To carry out the research, Aldekoa has mainly used the results produced by the Branka software tool. This is one of the tools that the Ulibarri programme has at its disposal and schools use it to diagnose the language situation and find out to what point they are fulfilling their LNPs. "This diagnostic procedure gathers all kinds of information and covers the whole education community. It plays a key role in the process carried out by each of the schools," explains the author of this thesis.
The time perspective
As Aldekoa concludes, in the area and in the decade analysed, the process applied (the Ulibarri programme and the LNPs in each school) has helped to achieve the aim of normalising the use of Basque. In other words, what is set out in the theory is achieved when applied to schools. Some details in need of improvement emerge, like the need to develop a formal register in Basque and to undergo training in statistics and sociolinguistics. But the results are, when due account is taken of them, positive. "This is no more than a reflection of ten years, a brief view, and the value of the conclusions is limited to that. Nevertheless, the conclusions have been good, very good in some cases, but they have to be interpreted with caution," explains the researcher.
With the reference of a period of five or ten years, Aldekoa has detected a significant positive influence in the oral and written use of Basque. She is of the opinion that in the medium or long term this "time perspective" is indispensable when it comes to assessing the results. And they are positive because people have acted honestly: the parents have become aware of the will and good intentions of the teachers and, as a result, they, too, have become involved. "The results in the medium and long term will be valid, the time variable notwithstanding, and in this case, honesty matters more than coming up with striking short-term results. I believe the client values that honesty, that integrity. As proof of this, parents go on putting their children's names down for the Basque-medium teaching model; in their relations with the school they use whatever they know how to say in the language, whether it is a lot or a little…," adds the author of the thesis.
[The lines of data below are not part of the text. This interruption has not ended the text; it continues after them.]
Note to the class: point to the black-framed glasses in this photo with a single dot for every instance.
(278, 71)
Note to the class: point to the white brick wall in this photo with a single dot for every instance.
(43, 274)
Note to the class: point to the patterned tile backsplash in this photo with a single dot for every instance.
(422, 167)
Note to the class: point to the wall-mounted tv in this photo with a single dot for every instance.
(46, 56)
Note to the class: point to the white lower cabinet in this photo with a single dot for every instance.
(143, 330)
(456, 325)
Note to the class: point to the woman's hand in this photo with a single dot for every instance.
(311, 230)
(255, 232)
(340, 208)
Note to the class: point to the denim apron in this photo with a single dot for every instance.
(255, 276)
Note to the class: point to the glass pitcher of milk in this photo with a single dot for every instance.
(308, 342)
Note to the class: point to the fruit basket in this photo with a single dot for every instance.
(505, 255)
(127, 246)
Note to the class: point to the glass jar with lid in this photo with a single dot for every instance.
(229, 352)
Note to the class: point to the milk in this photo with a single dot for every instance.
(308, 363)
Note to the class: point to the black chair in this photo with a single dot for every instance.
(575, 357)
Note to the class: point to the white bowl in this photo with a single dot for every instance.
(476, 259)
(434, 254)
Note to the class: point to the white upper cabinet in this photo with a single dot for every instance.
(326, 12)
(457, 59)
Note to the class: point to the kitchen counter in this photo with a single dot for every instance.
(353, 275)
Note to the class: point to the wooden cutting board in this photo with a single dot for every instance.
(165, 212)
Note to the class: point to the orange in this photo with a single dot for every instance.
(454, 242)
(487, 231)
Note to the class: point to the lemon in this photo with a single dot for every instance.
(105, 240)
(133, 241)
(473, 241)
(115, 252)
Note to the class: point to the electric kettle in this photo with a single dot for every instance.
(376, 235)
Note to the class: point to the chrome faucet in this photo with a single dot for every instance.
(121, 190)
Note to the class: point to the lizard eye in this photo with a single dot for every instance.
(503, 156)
Aldekoa has highlighted the fact that team work is crucial in this task, precisely because the processes to revive the language cannot be approached in the short term, and work is being done in the course of an on-going generational change. In the specific case studied here, this team work has been carried out among the officers and schools in the Arratia-Nervión and Upper Nervion areas. In this respect, the researcher has testified to three main contributions in her thesis: "Firstly, the theoretical trajectory that we have built up together. Secondly, the empirical analysis we have done over ten years, each one individually within our community and as a joint initiative. And lastly, this work also enables each one of us to reflect on the results obtained in our corresponding education community and to establish future lines of work."
About the author
Jasone Aldekoa-Arana (Bilbao, 1964) holds a teacher training diploma, a degree in Philosophy and Education, a university diploma in postgraduate teacher training and a diploma in advanced studies in Psychodidactics. She wrote up her thesis under the supervision of the UPV/EHU lecturers José María Madariaga-Orbea and Xabier Isasi-Balantzategi; Madariaga belongs to the Department of Developmental Psychology and Education at the School of Teacher Training in Leioa (Bizkaia, Basque Country), and Isasi to the Department of Social Psychology and Methodology of Behavioural Sciences at the Faculty of Psychology. To produce this thesis she worked in collaboration with schools, town councils and culture officers of the 19 municipalities in the Arratia-Nervión and Upper Nervión river area. She also did verification work with the other Berritzegunes and with various education bodies in Wales, Ireland, Friesland, Scotland and Norway. Today, Aldekoa is a language normalisation adviser at the Berritzegune of Basauri-Galdakao (B06).